In this embodiment, the standard service area 4 is expanded by increasing the transmission power, but it is also possible to expand the standard service area 4 by decreasing the transmission power. The control of the size of the service area by changing the transmission power extends to all base stations under the control of the control station 30, and in the service area where the call volume exceeds the installed capacity, connection with mobile stations is restricted. The feature is that organic control can be performed by changing the transmission power of each mobile station so as to distribute it to adjacent service areas, and there is no limitation on the combination of target channels and service areas.

[Explanation of effects]

By applying the present invention, the flexibility of the system increases with respect to the ever-changing mobile station call volume, and it is possible to flexibly respond to call origination/reception, thereby increasing the call volume that can be handled as a whole and increasing the connection rate.
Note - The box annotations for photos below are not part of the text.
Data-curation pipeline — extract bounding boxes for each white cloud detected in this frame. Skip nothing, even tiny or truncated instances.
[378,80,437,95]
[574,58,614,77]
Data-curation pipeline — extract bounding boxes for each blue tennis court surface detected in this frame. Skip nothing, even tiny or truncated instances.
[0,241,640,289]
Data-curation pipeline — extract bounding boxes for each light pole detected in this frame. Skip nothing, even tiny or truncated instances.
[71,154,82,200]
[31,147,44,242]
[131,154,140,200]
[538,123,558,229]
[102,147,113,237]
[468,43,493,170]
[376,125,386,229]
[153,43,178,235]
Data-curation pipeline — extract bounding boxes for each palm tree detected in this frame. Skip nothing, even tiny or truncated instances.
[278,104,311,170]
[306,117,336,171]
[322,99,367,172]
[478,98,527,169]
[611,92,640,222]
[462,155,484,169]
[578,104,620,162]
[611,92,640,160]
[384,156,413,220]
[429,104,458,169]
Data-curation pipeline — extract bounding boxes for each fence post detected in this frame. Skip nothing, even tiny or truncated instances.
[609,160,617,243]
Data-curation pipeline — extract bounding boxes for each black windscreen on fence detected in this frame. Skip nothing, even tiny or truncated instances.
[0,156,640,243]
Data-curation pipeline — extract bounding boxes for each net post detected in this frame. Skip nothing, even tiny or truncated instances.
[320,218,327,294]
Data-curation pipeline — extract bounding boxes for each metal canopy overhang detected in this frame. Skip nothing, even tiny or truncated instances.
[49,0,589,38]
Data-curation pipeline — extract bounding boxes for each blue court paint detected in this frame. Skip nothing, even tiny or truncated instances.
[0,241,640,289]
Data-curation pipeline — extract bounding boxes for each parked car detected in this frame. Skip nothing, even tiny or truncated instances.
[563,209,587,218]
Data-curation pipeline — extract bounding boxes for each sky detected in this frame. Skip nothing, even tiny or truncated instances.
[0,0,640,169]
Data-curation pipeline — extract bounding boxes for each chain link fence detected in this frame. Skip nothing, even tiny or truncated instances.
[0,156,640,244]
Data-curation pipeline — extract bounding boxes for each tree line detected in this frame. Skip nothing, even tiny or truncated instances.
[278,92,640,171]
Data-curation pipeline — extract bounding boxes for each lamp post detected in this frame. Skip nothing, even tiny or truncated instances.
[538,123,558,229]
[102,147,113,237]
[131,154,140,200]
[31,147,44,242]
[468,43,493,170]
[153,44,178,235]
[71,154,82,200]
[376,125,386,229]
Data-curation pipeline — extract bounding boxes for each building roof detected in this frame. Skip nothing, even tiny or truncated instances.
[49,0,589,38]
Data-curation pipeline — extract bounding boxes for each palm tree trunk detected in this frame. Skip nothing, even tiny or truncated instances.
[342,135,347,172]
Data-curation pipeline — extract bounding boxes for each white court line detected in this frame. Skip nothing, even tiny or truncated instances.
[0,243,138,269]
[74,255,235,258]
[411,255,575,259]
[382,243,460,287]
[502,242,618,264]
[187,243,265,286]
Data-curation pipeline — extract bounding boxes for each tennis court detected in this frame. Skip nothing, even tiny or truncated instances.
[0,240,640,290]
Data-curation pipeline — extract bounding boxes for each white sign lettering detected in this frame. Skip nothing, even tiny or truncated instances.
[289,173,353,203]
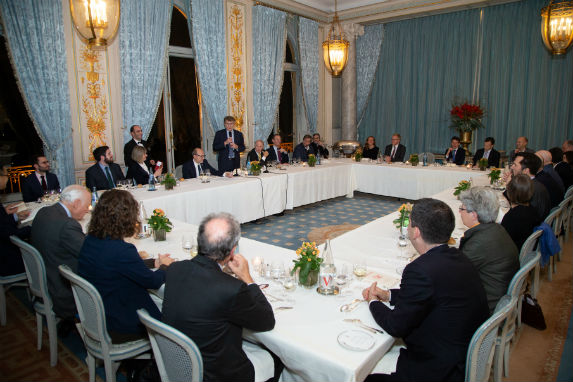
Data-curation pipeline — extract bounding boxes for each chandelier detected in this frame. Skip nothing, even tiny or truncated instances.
[70,0,120,47]
[322,0,350,77]
[541,0,573,55]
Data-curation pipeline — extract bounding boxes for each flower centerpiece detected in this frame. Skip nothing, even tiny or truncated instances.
[454,180,472,196]
[161,172,177,190]
[308,154,316,167]
[478,158,488,171]
[251,160,263,176]
[147,208,173,241]
[291,242,323,288]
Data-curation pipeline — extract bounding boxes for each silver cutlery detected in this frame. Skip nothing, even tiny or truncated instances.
[344,318,384,334]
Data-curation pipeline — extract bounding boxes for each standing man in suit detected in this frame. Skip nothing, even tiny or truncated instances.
[163,213,275,381]
[473,137,501,167]
[446,136,466,166]
[384,133,406,163]
[31,184,91,337]
[213,115,245,172]
[509,137,535,162]
[267,134,288,163]
[86,146,125,191]
[123,125,155,167]
[183,147,233,179]
[362,198,489,381]
[292,134,315,162]
[22,155,60,203]
[247,139,269,164]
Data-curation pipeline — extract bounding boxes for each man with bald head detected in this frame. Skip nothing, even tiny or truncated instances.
[509,137,535,162]
[163,213,280,381]
[31,184,91,337]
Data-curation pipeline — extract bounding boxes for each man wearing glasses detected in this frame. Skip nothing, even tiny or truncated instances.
[183,148,233,179]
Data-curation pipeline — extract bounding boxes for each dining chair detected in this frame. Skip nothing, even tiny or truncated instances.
[58,265,151,382]
[493,252,541,382]
[10,236,58,367]
[137,309,203,382]
[519,230,543,297]
[0,272,28,326]
[464,295,517,382]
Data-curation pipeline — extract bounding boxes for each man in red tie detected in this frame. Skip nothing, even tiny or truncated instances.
[22,155,60,203]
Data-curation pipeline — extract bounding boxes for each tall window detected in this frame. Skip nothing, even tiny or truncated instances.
[149,7,201,170]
If the connection rate is kept constant, a significant effect can be obtained in that mobile radio systems can be operated with less equipment and costs than in the past.
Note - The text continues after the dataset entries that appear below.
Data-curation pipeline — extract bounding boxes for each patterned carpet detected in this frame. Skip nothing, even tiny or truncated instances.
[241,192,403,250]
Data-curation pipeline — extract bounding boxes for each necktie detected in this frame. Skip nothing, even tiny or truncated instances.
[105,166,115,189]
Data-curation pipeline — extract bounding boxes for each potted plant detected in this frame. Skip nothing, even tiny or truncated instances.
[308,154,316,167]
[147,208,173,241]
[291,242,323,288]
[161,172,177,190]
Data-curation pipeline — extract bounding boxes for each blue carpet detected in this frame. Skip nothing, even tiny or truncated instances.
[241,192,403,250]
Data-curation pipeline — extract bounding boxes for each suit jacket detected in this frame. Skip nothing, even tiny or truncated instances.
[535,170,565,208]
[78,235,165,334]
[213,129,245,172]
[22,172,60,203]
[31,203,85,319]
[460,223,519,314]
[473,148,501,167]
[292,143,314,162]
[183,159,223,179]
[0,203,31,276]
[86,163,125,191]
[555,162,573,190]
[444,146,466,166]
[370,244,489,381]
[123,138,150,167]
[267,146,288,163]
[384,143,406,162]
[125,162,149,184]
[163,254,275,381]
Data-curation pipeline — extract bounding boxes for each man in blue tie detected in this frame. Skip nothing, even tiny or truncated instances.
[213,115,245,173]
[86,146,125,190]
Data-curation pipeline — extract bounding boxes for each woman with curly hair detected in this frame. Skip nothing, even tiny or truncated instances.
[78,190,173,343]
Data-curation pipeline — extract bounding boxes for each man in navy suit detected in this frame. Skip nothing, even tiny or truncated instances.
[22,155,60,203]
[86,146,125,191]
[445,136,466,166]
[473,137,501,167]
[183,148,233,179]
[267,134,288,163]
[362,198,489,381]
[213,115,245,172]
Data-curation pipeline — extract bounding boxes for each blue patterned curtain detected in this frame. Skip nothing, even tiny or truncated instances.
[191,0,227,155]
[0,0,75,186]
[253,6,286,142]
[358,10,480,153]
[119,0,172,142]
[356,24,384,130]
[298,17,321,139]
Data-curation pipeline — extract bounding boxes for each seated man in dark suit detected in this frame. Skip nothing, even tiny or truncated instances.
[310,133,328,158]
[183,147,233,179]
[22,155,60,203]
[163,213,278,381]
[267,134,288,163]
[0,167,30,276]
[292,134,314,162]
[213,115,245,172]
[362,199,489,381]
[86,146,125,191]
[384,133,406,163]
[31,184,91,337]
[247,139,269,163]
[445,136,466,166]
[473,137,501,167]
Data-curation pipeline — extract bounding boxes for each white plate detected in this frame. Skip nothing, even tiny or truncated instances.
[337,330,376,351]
[Brief explanation of drawings]

FIG. 1 is a plan view showing an outline of an embodiment of the present invention. FIG. 2 is a characteristic diagram showing the relationship between the position of the mobile station in FIG. 1 and the input electric field. FIG. 3 is a block diagram showing the configuration of a control station according to an embodiment of the present invention. FIG. 4 is a block diagram showing the configuration of the base station same as above. FIG. 5 is a block diagram showing the configuration of a mobile station according to an embodiment of the present invention. 1 to 3...Base station, 4 to 6...Standard service area, 7...Mobile station, 8...Mobile station area at standard transmission power, 9...Mobile station area when transmission power is raised , 10...Movement path, 11...Boundary line, 30...Control station, 12...Reception electric field judgment criteria, 13...Mobile station electric field strength at standard transmission power, 14...Increased transmission power The electric field strength from the mobile station at the time, 15 to 23...each position on the movement path,
24-27... Characteristic value of input electric field, 31... Line control unit, 32-38... Line, 39... Usage rate detection unit, 40... Transmission power setting unit, 41, 42...
Transmission power control signal, 51... antenna, 52...
Transmission/reception duplexer, 53...Receiver, 54, 56...Audio/data signal, 55...Transmitter, 57...Reception electric field detector, 58...Detection signal, 61...Antenna, 62...Transmission/reception duplex device, 63...transmitter, 64
... Receiver, 65 ... Synthesizer, 66 ... Signal detection section, 67 ... Control section, 68 ... Local oscillation signal,
69...Channel designation signal, 70, 71...Audio/data signal, 72...Transmission power setting section.

Claims (1)

[Claims] 1. Includes a plurality of base stations each serving a plurality of phase-adjacent service areas and a control station that controls these base stations, and transmits radio waves from mobile stations that reach each of the above base stations. In a communication method configured to allow the mobile station to communicate with a base station that satisfies a predetermined power determination criterion, the control station includes means for detecting the usage rate of each base station; When the usage rate of one base station exceeds a set value and there is an empty channel in the communication line of another base station adjacent to that one base station, the control station communicates with the one base station. means for transmitting a transmission power control signal via the one base station to set the transmission power of each mobile station connected to the mobile station to a changed value, and transmitting the transmission power control signal to the mobile station. A mobile radio communication system characterized by comprising a transmission power changing means responsive to reception.